Many local people are hopeful about the future of the town.
"I think we bottomed out," Peruzzi said. "I think were gonna start going up now. Things will happen."
He said he's heard rumors about a retail business looking the former Ames site.
"If that happens, that will increase weekend business," he said.
Jim Sancho, owner of Settler's Block Antiques, has said that downtown has seen some improvement since he opened his store in 2002.
"There were a lot more vacant stores back then," Sancho said. "It was difficult in the beginning because there was so many things pending:?the bridge construction, the facade restoration, a lot of infrastructure issues."
"I think we have finally seen the backwards movement, and I think now we are going to see the forward movement," Peruzzi said.

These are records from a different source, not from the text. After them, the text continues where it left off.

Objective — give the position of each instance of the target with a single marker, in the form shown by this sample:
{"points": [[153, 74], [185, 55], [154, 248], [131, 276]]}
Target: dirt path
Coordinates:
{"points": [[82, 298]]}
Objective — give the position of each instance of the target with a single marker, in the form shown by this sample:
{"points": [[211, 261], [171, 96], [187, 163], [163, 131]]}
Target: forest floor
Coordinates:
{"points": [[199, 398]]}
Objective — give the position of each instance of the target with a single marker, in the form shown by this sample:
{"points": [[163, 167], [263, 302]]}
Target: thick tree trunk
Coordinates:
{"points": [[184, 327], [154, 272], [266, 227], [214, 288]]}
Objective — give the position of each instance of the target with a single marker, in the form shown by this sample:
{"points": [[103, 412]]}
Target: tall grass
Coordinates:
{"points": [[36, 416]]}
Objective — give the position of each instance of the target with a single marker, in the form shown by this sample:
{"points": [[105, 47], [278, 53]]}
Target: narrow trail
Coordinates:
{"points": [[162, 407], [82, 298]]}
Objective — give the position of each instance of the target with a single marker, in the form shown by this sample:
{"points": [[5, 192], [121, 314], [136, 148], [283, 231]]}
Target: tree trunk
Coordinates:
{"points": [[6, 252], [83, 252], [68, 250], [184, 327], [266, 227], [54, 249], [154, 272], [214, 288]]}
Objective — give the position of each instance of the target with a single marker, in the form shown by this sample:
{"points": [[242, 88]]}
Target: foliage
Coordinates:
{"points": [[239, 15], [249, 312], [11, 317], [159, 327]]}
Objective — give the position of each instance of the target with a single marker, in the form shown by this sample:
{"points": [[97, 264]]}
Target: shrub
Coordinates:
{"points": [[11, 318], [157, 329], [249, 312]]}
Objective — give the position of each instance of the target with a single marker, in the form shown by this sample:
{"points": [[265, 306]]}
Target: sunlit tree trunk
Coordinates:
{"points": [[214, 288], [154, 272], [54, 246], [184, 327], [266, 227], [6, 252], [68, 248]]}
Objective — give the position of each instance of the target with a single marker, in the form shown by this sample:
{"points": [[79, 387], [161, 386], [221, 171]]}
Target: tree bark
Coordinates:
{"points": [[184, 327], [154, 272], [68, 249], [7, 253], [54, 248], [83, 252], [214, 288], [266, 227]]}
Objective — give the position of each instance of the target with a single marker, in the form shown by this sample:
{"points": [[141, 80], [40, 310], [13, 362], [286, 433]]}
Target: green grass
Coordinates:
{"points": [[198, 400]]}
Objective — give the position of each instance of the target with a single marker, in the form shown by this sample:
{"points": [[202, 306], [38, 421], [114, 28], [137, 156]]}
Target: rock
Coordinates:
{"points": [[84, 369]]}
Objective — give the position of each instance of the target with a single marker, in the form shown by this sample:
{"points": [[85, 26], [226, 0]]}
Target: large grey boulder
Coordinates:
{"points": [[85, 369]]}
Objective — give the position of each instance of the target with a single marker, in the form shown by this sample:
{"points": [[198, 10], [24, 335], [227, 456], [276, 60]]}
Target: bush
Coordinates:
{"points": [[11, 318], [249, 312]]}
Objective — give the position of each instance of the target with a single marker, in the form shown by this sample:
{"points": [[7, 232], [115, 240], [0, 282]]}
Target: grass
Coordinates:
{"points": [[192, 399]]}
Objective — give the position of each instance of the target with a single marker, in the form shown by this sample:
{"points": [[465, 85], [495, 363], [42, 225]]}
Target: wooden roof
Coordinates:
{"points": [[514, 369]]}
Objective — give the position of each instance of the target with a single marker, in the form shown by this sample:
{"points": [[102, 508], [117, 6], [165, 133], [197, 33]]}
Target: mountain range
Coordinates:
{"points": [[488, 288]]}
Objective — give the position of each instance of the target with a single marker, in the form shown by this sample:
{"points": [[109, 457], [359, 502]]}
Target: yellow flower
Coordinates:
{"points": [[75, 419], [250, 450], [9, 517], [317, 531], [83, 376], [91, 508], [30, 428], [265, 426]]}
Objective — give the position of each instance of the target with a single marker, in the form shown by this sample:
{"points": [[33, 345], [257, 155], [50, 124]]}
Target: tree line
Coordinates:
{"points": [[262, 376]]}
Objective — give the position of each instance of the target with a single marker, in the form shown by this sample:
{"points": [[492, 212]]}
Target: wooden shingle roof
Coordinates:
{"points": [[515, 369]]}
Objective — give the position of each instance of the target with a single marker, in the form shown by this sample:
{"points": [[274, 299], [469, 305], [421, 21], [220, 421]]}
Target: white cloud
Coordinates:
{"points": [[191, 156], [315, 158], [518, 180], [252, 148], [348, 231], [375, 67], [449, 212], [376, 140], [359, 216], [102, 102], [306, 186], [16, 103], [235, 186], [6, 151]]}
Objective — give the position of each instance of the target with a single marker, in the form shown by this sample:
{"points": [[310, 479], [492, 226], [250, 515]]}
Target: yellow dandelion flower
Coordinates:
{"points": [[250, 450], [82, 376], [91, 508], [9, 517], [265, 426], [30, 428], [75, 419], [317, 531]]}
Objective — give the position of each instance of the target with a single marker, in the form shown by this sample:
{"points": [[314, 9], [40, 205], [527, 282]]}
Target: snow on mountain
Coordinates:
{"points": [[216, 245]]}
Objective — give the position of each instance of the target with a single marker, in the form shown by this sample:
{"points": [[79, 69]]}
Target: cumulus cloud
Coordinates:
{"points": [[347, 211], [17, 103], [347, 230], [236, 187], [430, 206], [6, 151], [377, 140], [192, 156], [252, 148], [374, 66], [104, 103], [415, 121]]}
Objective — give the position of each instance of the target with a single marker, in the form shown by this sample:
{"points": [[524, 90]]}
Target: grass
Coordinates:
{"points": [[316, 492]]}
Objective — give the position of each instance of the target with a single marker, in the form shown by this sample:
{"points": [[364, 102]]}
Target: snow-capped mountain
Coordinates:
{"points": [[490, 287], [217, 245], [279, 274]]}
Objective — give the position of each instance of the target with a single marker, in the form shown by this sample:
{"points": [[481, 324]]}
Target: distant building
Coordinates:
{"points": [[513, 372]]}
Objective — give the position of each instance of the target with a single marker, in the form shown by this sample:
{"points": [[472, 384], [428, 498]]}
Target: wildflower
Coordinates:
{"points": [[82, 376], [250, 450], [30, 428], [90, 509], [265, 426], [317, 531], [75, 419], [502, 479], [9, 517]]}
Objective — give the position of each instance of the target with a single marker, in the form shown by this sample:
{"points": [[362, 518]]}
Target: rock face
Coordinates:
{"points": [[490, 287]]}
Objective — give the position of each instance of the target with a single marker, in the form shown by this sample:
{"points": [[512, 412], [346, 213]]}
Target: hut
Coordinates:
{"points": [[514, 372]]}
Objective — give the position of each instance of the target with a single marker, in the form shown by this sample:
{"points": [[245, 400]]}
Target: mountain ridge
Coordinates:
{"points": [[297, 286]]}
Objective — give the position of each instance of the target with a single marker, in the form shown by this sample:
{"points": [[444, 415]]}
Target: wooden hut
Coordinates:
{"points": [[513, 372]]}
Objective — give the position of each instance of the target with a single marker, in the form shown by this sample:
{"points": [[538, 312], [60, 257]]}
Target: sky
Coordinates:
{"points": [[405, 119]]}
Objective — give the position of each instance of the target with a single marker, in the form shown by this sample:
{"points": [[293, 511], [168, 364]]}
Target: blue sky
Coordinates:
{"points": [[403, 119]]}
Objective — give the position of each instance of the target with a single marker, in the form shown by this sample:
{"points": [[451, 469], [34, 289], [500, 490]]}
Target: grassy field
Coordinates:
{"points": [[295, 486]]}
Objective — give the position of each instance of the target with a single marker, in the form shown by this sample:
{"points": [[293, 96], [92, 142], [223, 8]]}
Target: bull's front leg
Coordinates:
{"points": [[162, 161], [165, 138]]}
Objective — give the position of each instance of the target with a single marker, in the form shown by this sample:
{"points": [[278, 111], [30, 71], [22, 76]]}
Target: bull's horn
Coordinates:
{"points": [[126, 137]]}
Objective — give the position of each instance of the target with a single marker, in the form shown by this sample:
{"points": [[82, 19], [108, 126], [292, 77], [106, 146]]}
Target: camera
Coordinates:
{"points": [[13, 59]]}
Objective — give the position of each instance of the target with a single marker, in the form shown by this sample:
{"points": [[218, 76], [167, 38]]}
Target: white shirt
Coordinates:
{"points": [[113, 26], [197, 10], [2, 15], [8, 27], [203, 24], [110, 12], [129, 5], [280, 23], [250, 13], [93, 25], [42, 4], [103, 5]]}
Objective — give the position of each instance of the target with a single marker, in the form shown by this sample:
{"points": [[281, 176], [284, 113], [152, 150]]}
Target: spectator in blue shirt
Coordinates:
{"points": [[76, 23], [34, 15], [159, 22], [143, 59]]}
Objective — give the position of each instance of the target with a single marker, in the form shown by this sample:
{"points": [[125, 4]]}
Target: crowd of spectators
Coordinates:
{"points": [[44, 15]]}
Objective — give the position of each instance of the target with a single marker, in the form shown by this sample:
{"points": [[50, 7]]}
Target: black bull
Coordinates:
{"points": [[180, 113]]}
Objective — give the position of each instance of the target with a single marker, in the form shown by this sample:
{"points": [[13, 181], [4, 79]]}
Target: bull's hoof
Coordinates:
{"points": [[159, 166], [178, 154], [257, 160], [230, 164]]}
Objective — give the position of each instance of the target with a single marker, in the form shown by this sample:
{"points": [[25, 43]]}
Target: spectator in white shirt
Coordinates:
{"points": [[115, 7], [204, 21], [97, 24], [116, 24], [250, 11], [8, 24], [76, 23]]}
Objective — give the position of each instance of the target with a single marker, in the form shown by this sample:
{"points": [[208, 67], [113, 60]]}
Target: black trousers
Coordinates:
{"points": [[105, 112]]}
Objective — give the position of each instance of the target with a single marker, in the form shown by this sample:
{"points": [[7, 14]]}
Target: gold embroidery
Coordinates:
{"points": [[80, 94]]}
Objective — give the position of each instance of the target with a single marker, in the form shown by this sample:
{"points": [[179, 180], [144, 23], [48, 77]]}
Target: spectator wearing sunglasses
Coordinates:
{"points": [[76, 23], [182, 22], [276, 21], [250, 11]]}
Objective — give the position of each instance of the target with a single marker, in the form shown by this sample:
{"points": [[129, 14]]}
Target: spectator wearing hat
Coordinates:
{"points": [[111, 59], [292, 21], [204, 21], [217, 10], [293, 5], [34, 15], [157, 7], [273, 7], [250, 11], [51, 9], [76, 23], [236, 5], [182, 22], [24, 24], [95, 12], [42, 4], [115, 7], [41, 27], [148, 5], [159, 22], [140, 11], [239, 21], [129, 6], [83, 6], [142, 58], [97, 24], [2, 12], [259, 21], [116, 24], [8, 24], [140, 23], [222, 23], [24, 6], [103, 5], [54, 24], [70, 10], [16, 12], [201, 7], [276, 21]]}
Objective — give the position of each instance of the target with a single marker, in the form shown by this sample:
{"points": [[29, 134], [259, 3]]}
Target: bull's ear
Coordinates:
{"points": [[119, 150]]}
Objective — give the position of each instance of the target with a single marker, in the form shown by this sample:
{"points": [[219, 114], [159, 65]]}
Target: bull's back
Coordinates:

Avery said the construction was necessary because the town had started to look run down. And Wagner Square's drainage system was ineffective, making the square flood often. The new drainage system now has an effective life span of at least 50 years.
However, the optimism isn't universal.
Lamphere said the community needs a big industrial concern to help bring it back.
"I think everyone here is hoping someone will go in there," she said, pointing a thumb toward the Beech-Nut factory. "Otherwise, what's going to become of it? It's like a house. The longer it sits there, the worse off it's going to be."
"I lived here my whole life. I'm not interested in going anywhere else," Lamphere said. "But what are the people going to do? If nothing comes in here, how many taxes can we pay? How much stuff can the people of this village support? We got a wonderful school system, we got a beautiful school, but how much and for how long can we support all this?"
Much of Lamphere's concern focuses on what the younger generation's future might be in Canajoharie.
"I have a son, and personally, why would I?want him to stay? Where is he gonna work? What kind of money is he going to make? What is he gonna do? Hang around here and make minimum wage? That's what they need to think about," Lamphere said. "They need something, somewhere to work."
The mayor has said Canajoharie has yet to feel the full effects of Beech-Nut's departure. With the factory standing unused and Pyramid Reality trying to sell it, Avery said, depending on how the building is sold, Canajoharie may suffer. If a company moves into the Beech-Nut facility as it currently stands, the village will still receive taxes for the property. However, if a developer were to tear it down and build an industrial park there, Avery said, the new owner might get a tax break, removing a source of revenue for the village.
"It's going to take a while for us to be strong again," Peruzzi said.